Nearly a decade after the Great recession, Las Vegas has rebuilt its real estate market, and analysts say we’re in a period of expansion. Here, John Restrepo—principal of local firm RCG Economics—shares his expertise in regional economics and real estate trends.
What shifts are you seeing in the local market?
The trend’s upward. We have a supply-constrained market [a shortage of land relative to demand] here in Southern Nevada, so land prices are getting increasingly more expensive. There’s a large demand for industrial space, particularly warehouse distribution space—or what the e-commerce types call fulfillment centers—and apartment complexes because of the rising cost of housing prices, particularly new home prices.
How does this impact the real estate market?

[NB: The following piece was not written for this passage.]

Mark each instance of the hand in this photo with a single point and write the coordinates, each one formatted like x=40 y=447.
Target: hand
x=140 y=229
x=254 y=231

It could price some renters and homebuyers out of the market. The [developers] may not find the land affordable enough to build, so they may go to other markets. It could potentially have an impact on economic growth and economic development and, ultimately, the cost of development.
What does the rising cost of housing mean for the economy?
At some point there will be a correction in the market, and the demand for real estate will soften a bit, so price increases will moderate. I’m not sure prices will necessarily drop; just the growth of prices will slow down.
What are we averaging right now for home prices?
$325,000 [is the] new [median] home price.
Are apartment rental costs rising as well?
The fact that the vacancy rate continues to drop, although it’s dropping a little slower than it was before, indicates that rents are going to continue to moderately increase.
What does this mean for apartment construction?
If the economy slows, because we’ve built so many apartment complexes and still others are under construction today, we could have an oversupply situation in the next couple of years. We have to monitor the economy and the ratio between job growth and number of apartment units permitted. If that ratio gets out of whack, then we could have an oversupply in the market.
Where are the prime areas for growth in the residential market?
Essentially, the northwest part of the Valley, Summerlin, some of the southwest and Green Valley’s master-planned community in the southeast. That’s where folks prefer to live because of the amenities and services, and the value of those homes. Retailers follow residents, so there’s this domino effect between residential development [and] commercial development.
Does potentially having the Raiders move to Las Vegas change the market?
I don’t think the stadium is going to have a material effect, positive or negative, on overall real estate prices in Southern Nevada. Having a stadium is not going to generate demand for housing nearby. What it’ll probably generate is the demand for lodging establishments. Motels, probably non-gaming hotels and motels, but primarily commercial development, food and beverage establishments and other types of stores that can feed off those tourists being at the stadium.
What’s the likelihood of another recession hit and how will it impact real estate?
We’ve had a pretty long up-cycle here the last few years, so we’re due for some type of slowdown. I don’t think it’ll be necessarily deep like the Great Recession was but we anticipate some type of correction.